When the prices change from one state of affairs to the other then it is safe to assume that the market has changed from a shortage to an oversupply, or from an oversupply to a shortage.
Of course, there are periods of flux, where, for a day or two, or a week or two, spot prices indicate a change, but the real story is told when there is an extended change.
Lately we have noticed that DRAM average spot price per gigabyte has remained higher than contract prices. In fact, this has been the case for nearly one and a half months, longer than any time since the first half of 2013. This is illustrated in this post’s graphic.
This could be the beginning of the serious shortage that Objective Analysis has been forecasting for this period, however NAND flash, which should fall into synch with DRAM, is still seeing soft pricing.
Still, indications are that a shortage will indeed develop this year, and when it does Objective Analysis‘ clients will have taken measures to ensure that they will not be caught in short supply.
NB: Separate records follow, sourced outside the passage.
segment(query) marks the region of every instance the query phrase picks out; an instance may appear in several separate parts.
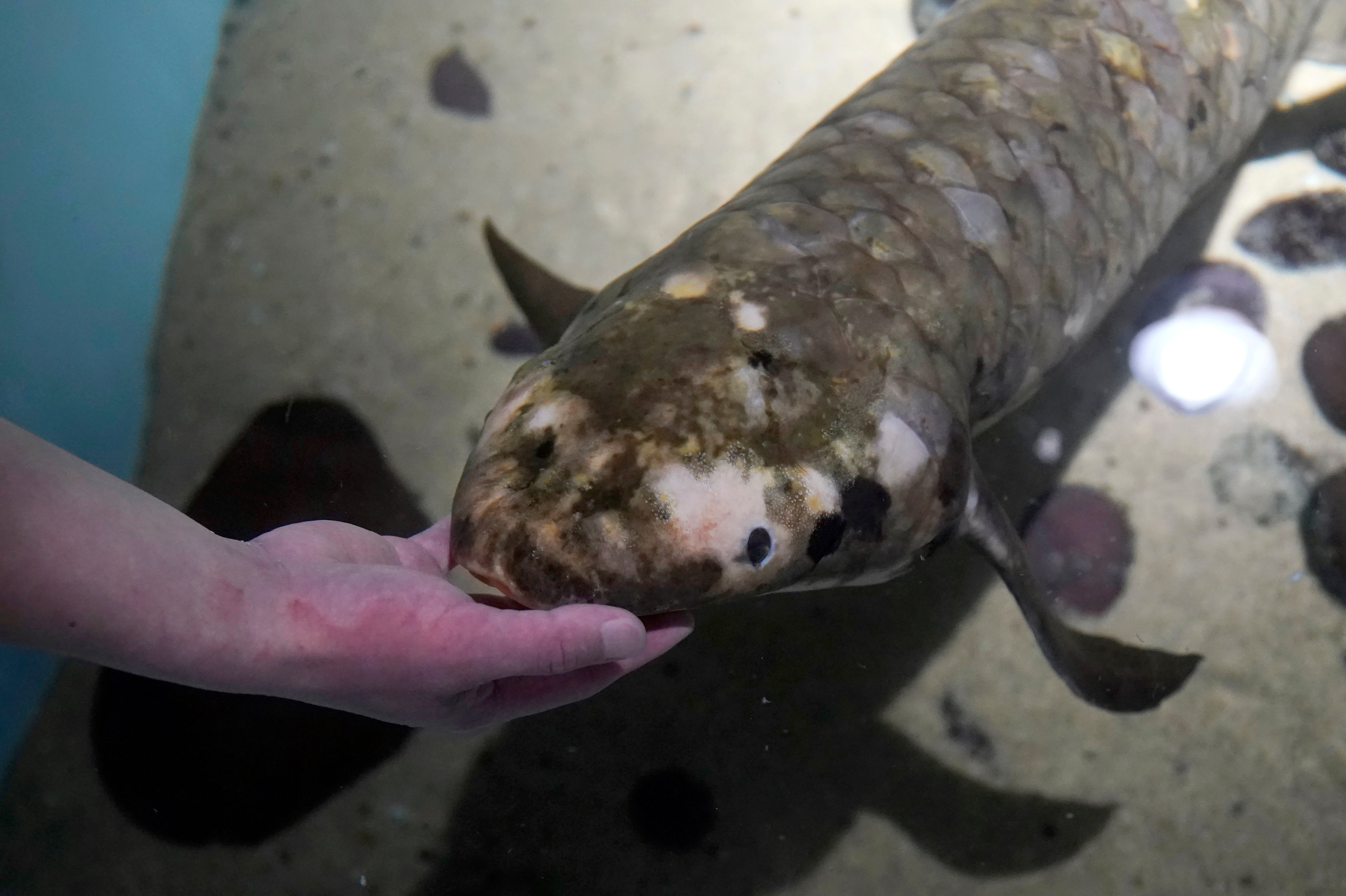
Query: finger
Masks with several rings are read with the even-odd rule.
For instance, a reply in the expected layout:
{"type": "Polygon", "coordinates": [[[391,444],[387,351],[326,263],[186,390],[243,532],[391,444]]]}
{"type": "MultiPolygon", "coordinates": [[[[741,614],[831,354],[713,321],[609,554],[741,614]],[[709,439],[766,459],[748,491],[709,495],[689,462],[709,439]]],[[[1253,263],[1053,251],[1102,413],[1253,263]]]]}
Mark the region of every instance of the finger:
{"type": "Polygon", "coordinates": [[[506,598],[503,594],[468,594],[476,603],[485,603],[489,607],[495,607],[497,610],[528,610],[526,604],[514,600],[513,598],[506,598]]]}
{"type": "Polygon", "coordinates": [[[616,665],[622,668],[622,674],[639,669],[650,660],[668,653],[696,629],[696,621],[686,610],[641,617],[641,622],[645,625],[645,650],[627,660],[616,661],[616,665]]]}
{"type": "Polygon", "coordinates": [[[424,532],[419,532],[412,537],[406,539],[412,544],[424,549],[429,556],[435,559],[439,564],[440,575],[450,571],[450,557],[448,557],[448,544],[450,544],[450,529],[448,523],[451,517],[444,517],[435,525],[429,527],[424,532]]]}
{"type": "Polygon", "coordinates": [[[666,653],[692,633],[692,614],[684,611],[646,617],[645,650],[635,657],[603,662],[559,676],[516,676],[485,688],[455,695],[446,708],[448,724],[472,729],[530,716],[592,697],[622,676],[666,653]]]}
{"type": "Polygon", "coordinates": [[[638,657],[646,646],[639,618],[618,607],[571,604],[510,611],[478,606],[485,615],[472,638],[472,668],[482,680],[559,676],[638,657]]]}
{"type": "Polygon", "coordinates": [[[258,545],[272,556],[287,560],[400,566],[397,551],[384,536],[335,520],[292,523],[264,532],[249,544],[258,545]]]}
{"type": "Polygon", "coordinates": [[[561,676],[516,676],[444,701],[444,724],[459,731],[497,725],[592,697],[623,674],[615,662],[575,669],[561,676]]]}
{"type": "Polygon", "coordinates": [[[397,553],[397,560],[404,567],[436,576],[439,579],[443,579],[448,572],[444,568],[444,564],[419,541],[413,539],[398,539],[392,535],[385,535],[384,540],[392,545],[393,551],[397,553]]]}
We can only hope that those who are not currently engaged with us will have received similar advice from their market research providers.
Conveniently DDR4 (for Servers) is coming just around the corner while
PC’s growth is negative for last few years
and margins for ARM memory is quite low.
Even with 64 bit processing typical RAM has not increased
especially when Apple has added RAM compression in their OS.
Good enough computing is here where most of the computing
is suppose to occur in the cloud where networked or grouped memory is needed.
RD, thanks for the comment.
I don’t know how many times over the past 20+ years I have heard that DRAM per PC had stopped growing – I recall when that number was going to stop at 2MB.
Let’s hope it doesn’t stop growing quite yet! That would have a pretty disastrous impact on the DRAM makers!